The discussion promised to be endless, and was still going on when Georgiana left the table. Not unaffected by the allusions to fatal consequences arising from dangerous love-affairs, she waited in her own rooms till dusk, and then, attended by the faithful Prudence, stole softly down the stairs, and along the terrace to the sunken garden.


CHAPTER IX
SWORDS

As she passed below the room in which her uncle and his friends were, she heard their voices, and observed that one of the windows was open. But to this she attached no importance, unusual as the fact was at that hour, for she had other matters to think of. And indeed the night was not chill, though a slight breeze was stirring the leaves in the garden as she entered it. Leaving Prudence at the foot of the steps, Georgiana swiftly threaded the different alleys of shrubbery to make sure that no person chanced to be in the garden, a precaution she had adopted since the first meetings; but she did not peer under any of the bushes, or behind those that grew close to the wall, for she had not conceived that anybody might come into the garden to hide, or for other purpose than his own pleasure. She went and stood in the gateway near the glen-side. A moment later she saw the dark form of her lover approaching in the gloom of the park, and presently his arms were around her.
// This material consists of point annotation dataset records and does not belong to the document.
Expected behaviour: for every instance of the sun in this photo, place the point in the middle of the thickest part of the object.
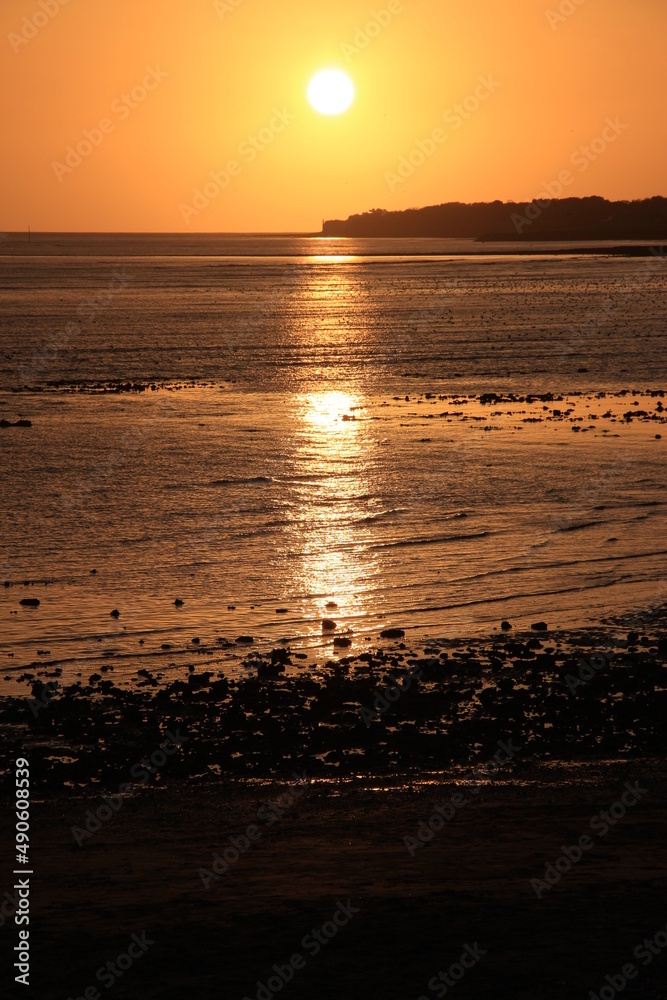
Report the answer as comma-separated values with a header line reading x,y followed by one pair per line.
x,y
331,92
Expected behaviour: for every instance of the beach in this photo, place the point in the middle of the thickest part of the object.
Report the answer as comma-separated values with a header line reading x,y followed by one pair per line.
x,y
334,605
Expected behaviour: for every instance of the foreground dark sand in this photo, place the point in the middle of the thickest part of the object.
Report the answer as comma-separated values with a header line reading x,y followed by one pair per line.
x,y
145,866
471,885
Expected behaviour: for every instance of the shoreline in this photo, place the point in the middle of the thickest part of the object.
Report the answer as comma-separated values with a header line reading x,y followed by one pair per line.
x,y
402,712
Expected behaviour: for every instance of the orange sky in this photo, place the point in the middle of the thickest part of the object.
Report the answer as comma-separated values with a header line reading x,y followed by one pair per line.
x,y
222,72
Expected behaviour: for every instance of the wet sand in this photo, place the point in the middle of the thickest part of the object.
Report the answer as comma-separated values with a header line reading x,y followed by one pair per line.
x,y
470,885
431,820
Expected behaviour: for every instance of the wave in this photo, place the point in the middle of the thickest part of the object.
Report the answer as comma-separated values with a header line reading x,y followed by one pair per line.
x,y
241,481
434,540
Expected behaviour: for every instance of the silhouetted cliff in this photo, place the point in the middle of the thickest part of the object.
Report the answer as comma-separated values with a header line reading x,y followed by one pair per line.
x,y
591,218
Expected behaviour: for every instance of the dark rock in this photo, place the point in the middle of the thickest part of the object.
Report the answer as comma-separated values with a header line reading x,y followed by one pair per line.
x,y
18,423
270,669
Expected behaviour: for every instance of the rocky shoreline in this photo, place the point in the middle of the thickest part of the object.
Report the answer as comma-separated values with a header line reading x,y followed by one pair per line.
x,y
399,711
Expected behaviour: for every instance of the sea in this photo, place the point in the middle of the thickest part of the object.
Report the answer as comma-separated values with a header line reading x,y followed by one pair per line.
x,y
240,436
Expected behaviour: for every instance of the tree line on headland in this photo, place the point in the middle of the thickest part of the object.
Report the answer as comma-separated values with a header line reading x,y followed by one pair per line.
x,y
592,218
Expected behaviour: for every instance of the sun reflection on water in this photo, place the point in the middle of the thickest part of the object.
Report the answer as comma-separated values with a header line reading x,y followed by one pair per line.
x,y
333,460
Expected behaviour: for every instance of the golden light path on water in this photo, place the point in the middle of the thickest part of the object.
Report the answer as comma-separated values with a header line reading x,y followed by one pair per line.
x,y
334,561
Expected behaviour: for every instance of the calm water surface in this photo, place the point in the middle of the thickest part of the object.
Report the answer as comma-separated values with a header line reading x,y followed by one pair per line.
x,y
310,435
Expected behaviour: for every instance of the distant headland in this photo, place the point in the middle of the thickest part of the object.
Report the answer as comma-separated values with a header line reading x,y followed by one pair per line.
x,y
592,218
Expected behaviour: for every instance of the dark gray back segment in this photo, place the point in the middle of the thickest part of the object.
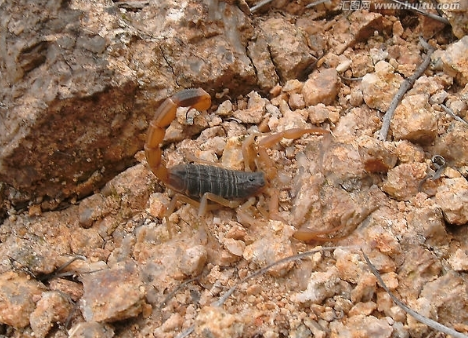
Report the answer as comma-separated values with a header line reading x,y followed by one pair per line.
x,y
229,184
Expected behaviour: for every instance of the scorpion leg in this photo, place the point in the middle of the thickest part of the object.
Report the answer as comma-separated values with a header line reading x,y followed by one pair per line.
x,y
269,141
164,115
267,163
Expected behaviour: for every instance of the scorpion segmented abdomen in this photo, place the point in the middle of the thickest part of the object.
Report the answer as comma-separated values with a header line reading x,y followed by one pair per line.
x,y
195,180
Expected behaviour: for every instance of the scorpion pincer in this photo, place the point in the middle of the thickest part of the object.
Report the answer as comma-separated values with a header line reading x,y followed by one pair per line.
x,y
206,183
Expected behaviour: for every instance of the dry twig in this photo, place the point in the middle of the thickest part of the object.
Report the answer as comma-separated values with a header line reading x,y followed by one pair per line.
x,y
405,86
259,272
419,11
427,321
455,116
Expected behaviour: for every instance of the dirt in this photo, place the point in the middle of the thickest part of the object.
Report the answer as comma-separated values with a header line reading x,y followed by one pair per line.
x,y
112,265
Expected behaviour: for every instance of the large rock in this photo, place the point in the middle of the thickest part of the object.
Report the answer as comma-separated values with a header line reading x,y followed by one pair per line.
x,y
79,84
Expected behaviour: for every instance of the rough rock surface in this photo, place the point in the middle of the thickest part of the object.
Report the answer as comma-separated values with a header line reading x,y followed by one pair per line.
x,y
80,80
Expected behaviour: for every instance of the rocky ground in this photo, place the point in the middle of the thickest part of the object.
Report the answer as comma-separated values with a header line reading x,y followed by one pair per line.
x,y
87,251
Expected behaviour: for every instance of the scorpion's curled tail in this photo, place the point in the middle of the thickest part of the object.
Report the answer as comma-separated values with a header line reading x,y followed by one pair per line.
x,y
165,114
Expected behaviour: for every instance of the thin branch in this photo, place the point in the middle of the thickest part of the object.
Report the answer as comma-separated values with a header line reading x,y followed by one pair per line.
x,y
455,116
405,86
259,5
316,3
427,321
259,272
419,11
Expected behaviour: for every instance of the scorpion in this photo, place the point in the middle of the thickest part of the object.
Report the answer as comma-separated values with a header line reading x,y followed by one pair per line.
x,y
198,184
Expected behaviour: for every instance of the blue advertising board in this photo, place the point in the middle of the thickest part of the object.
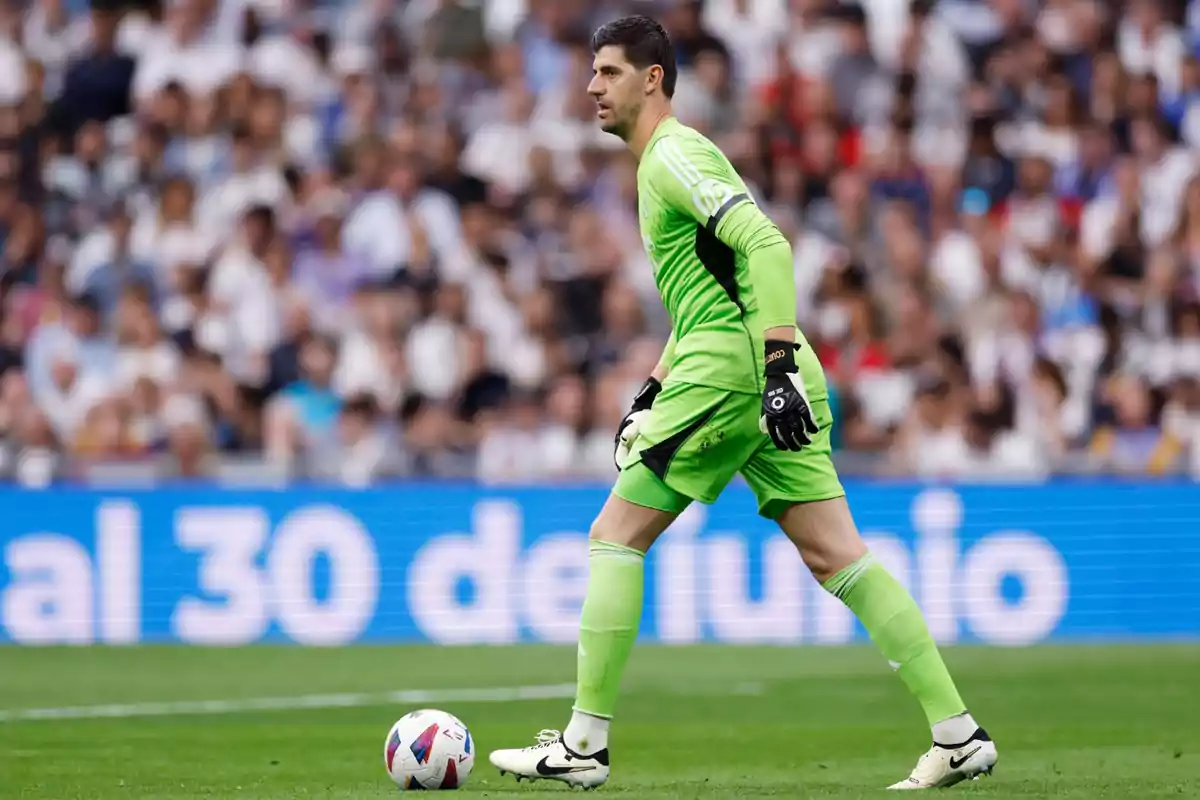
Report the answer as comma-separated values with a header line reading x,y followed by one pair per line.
x,y
462,564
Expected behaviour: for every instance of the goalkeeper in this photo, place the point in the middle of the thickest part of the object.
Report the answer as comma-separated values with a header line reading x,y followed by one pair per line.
x,y
738,390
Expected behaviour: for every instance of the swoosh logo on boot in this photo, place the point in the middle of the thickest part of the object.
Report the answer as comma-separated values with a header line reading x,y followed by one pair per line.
x,y
544,768
955,763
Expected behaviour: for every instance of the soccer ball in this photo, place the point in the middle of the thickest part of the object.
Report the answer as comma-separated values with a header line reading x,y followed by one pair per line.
x,y
429,750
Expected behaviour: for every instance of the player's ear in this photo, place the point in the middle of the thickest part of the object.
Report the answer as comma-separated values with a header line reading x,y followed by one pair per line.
x,y
653,78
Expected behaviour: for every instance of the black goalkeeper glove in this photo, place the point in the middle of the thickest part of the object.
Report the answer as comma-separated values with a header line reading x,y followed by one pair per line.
x,y
786,413
631,423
“How you tried my patience, sweet!” said he, leading her slowly toward the midst of the garden. “You are later than usual. I was beginning to think you must have appeared already, and that my eyes were so blurred watching the gateway they had failed to see you. Two minutes more, and I should have left my thicket and come to assure myself.”

“Never do that, I beg! Never come into the garden till you see me in the gateway—not even though you hear my voice. Promise me you will not—promise, Everell.”

“I would promise you anything in the world when you ask with that voice and those eyes—anything but to cease loving you or to leave you. But I do believe the goddess of love has this garden in her keeping, and reserves it wholly for us, we have been so safe from intrusion in it.”